Guss hopes the participants were able to take away a few nuggets that they could apply in these times of stress and uncertainty, but more important that they know there is a commitment to fostering resilience and continuity in supporting frontline leaders.
“This series was offered to our leadership team in a time of great stress,” says Barbara Jones, manager, Cardiac Surgery Services, Foothills Medical Centre. “The pleasant surprise was that Willow anticipated this and set us up for success and engagement from the very first moment we logged in. This sense of community made me feel less isolated, and normalized some of the feelings I was experiencing.”
Brocke has a few additional tips for leading through adversity:
- Permit vulnerability — This builds a culture of trust and the conditions where people can ask for help.

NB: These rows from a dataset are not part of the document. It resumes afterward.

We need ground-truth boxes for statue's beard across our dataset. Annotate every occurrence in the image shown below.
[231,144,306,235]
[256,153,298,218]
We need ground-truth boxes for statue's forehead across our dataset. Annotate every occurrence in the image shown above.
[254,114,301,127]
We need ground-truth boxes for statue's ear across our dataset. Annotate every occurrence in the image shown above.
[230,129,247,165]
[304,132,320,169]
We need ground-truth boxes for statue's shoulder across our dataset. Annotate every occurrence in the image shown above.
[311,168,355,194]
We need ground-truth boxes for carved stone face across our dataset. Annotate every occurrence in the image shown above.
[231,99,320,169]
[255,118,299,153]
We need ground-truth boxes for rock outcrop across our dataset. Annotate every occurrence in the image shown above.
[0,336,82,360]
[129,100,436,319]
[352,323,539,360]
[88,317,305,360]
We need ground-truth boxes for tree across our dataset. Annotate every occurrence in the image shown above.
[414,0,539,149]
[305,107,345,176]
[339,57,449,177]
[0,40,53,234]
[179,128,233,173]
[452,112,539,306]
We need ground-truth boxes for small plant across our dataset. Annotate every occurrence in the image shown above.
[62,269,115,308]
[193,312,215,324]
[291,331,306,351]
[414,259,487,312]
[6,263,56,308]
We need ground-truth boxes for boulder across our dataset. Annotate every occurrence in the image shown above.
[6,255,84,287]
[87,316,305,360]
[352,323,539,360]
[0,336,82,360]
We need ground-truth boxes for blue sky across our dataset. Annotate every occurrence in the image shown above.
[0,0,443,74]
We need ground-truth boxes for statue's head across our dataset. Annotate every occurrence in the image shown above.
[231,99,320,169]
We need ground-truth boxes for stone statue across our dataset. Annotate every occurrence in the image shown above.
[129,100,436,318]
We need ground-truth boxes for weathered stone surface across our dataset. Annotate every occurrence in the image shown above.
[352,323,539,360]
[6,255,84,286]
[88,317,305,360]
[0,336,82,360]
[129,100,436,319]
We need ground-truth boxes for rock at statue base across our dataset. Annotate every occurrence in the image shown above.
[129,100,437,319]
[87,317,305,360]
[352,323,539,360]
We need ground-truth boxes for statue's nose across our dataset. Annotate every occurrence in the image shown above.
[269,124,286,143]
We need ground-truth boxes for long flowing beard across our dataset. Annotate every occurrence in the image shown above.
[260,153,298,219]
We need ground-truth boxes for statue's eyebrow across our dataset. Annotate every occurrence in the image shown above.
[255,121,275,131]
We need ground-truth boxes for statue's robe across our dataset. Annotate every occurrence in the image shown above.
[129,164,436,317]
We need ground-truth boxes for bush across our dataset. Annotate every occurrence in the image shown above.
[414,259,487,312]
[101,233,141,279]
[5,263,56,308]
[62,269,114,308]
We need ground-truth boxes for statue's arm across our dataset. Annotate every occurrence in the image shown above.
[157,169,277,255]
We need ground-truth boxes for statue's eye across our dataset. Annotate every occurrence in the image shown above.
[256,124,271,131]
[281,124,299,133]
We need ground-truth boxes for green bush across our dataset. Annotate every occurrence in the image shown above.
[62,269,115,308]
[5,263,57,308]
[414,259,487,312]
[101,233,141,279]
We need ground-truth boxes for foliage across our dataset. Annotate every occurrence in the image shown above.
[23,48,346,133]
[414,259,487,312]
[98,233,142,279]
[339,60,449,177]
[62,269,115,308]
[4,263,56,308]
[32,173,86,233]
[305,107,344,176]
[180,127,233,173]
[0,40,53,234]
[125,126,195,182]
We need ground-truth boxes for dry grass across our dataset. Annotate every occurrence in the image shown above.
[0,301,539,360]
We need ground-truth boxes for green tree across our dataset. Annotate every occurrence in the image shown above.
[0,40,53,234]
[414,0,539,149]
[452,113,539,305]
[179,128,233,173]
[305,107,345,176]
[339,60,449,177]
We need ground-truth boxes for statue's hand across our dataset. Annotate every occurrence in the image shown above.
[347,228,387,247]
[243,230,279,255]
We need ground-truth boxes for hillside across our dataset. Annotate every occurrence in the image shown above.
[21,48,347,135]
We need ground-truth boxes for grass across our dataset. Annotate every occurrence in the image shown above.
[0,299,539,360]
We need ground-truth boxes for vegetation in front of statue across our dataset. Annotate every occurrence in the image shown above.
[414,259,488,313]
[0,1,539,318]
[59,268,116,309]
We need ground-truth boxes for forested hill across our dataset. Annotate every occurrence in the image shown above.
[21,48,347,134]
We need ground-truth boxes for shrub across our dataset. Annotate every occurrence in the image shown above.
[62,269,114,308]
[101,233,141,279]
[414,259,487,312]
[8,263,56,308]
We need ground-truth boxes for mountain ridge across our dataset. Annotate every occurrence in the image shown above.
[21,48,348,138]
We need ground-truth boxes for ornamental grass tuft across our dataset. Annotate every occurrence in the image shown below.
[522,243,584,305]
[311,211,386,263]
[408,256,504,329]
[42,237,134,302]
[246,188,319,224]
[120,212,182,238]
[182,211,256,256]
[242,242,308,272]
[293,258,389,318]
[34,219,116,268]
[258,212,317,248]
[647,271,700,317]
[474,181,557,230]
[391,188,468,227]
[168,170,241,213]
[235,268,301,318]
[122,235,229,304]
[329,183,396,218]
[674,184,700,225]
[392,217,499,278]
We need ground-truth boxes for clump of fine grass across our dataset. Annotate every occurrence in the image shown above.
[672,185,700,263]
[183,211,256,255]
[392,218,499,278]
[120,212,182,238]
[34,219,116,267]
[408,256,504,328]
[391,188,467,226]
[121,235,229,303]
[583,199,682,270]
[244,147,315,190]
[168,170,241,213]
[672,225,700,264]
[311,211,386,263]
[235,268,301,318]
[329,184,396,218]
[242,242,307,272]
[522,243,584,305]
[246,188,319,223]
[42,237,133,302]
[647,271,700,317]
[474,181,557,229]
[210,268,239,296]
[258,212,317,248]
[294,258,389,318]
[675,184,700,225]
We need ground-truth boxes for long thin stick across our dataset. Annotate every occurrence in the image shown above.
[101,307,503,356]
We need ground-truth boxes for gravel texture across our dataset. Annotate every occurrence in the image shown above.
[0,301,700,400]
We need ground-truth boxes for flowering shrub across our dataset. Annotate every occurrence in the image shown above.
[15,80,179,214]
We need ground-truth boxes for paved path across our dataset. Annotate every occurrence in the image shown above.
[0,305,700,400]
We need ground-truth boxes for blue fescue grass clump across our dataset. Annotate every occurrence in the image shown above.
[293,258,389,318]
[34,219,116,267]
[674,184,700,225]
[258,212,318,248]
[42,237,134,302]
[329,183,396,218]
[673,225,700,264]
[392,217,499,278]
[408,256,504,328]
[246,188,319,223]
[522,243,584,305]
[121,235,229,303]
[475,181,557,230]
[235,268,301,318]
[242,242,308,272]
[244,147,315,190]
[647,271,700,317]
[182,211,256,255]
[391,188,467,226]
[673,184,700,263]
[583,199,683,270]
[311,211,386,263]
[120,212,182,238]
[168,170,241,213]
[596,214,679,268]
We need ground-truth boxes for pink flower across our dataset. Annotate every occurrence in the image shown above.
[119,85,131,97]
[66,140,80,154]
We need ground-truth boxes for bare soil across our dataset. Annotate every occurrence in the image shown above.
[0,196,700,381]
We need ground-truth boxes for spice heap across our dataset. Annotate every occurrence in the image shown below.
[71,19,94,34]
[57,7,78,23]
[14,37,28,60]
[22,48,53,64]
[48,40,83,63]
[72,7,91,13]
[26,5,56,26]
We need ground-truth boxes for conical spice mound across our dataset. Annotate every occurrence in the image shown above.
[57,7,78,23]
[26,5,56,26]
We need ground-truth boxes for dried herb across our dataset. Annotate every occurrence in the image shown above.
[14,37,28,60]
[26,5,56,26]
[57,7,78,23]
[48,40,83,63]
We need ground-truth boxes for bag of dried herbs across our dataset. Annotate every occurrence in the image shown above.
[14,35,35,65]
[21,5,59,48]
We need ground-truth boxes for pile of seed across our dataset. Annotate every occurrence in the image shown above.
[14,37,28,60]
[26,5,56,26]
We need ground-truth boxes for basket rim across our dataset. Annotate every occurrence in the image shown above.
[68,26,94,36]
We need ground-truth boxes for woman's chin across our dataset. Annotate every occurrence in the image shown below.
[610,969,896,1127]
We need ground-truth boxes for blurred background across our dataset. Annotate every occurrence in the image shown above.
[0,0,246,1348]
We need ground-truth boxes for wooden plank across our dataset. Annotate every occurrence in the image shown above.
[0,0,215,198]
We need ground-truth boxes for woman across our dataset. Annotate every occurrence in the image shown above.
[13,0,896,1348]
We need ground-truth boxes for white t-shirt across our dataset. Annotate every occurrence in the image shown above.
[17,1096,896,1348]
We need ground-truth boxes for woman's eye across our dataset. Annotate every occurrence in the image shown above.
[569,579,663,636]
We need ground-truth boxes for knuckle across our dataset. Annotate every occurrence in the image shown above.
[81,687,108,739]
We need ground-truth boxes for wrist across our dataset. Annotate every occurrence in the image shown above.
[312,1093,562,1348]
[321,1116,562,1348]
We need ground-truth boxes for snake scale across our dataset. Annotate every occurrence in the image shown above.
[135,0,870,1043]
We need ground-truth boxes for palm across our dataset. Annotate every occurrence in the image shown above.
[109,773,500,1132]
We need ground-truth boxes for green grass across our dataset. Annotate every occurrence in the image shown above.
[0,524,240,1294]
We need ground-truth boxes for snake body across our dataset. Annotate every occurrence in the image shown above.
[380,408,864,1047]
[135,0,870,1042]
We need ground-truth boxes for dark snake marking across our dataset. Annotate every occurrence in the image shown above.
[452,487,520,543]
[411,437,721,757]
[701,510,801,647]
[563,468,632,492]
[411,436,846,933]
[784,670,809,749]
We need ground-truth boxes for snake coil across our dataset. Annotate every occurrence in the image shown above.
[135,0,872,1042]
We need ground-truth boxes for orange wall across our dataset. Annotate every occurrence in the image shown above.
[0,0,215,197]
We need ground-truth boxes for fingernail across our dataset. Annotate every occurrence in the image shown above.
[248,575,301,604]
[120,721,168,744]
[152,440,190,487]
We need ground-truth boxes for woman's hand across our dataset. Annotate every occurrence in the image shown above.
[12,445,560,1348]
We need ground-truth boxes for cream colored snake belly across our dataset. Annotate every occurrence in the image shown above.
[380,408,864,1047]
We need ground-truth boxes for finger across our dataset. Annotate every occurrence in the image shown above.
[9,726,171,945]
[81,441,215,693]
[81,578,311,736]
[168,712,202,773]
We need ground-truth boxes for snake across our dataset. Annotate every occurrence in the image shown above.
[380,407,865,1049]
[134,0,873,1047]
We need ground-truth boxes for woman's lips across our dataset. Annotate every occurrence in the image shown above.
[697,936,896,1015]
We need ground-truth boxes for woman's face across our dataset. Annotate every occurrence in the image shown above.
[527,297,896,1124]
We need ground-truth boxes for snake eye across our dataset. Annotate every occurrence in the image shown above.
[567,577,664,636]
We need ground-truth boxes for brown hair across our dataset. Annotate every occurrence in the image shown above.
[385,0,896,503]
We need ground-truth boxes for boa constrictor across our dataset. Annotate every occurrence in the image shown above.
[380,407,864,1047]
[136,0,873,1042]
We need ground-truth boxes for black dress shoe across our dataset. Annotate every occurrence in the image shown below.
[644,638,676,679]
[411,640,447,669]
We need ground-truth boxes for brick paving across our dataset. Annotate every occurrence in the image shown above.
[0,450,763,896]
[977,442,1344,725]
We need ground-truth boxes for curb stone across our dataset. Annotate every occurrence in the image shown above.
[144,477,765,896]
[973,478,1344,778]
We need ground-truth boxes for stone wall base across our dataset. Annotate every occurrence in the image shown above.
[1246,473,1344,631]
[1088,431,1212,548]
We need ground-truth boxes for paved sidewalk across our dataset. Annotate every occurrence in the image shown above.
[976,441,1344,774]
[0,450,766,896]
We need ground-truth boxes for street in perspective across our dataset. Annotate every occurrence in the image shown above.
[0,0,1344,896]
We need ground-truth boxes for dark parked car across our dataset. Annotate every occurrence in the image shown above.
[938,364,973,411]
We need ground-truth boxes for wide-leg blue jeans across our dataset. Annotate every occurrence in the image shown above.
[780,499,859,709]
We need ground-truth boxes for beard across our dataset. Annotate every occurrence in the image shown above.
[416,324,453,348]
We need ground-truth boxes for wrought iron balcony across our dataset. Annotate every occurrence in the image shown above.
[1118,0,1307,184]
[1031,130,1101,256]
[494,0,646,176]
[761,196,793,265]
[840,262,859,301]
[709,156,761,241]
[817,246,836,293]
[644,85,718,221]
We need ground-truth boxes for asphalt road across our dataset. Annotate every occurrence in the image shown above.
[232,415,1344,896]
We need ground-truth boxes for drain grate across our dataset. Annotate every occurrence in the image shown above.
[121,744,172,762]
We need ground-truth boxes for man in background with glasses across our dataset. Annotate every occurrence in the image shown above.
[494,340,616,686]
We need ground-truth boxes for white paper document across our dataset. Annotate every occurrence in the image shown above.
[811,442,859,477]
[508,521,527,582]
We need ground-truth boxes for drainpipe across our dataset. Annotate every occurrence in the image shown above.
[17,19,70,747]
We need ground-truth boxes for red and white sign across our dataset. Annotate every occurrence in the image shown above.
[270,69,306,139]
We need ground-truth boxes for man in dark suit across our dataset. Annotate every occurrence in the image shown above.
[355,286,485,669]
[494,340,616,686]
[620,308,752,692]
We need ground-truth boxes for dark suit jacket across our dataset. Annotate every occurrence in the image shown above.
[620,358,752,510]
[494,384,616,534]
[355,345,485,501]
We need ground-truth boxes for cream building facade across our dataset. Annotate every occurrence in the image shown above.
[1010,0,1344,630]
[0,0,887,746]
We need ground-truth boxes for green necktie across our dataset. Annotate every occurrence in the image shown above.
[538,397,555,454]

- Be flexible — Read the needs of your team and make adjustments along the way.
- Create boundaries — These need to be neither too rigid nor too spongy. Use these boundaries to find a way to act that is just for others as well as yourself.
- Be compassionate — When people are upset, at the centre there's often a longing, says Brocke. If you can hear the longing and respond to that, you will be able to shift them to a calmer state.
- Provide meaning –—The top three reasons people are unhappy at work as defined by Patrick Lencioni are: feeling anonymous, feeling like you don’t matter, and feeling like you do not make a difference. Connecting to your meaning and values helps to change toxic stress to something more manageable.
- Be true to your values — Values are an important guidepost to help a leader figure out how to keep balance.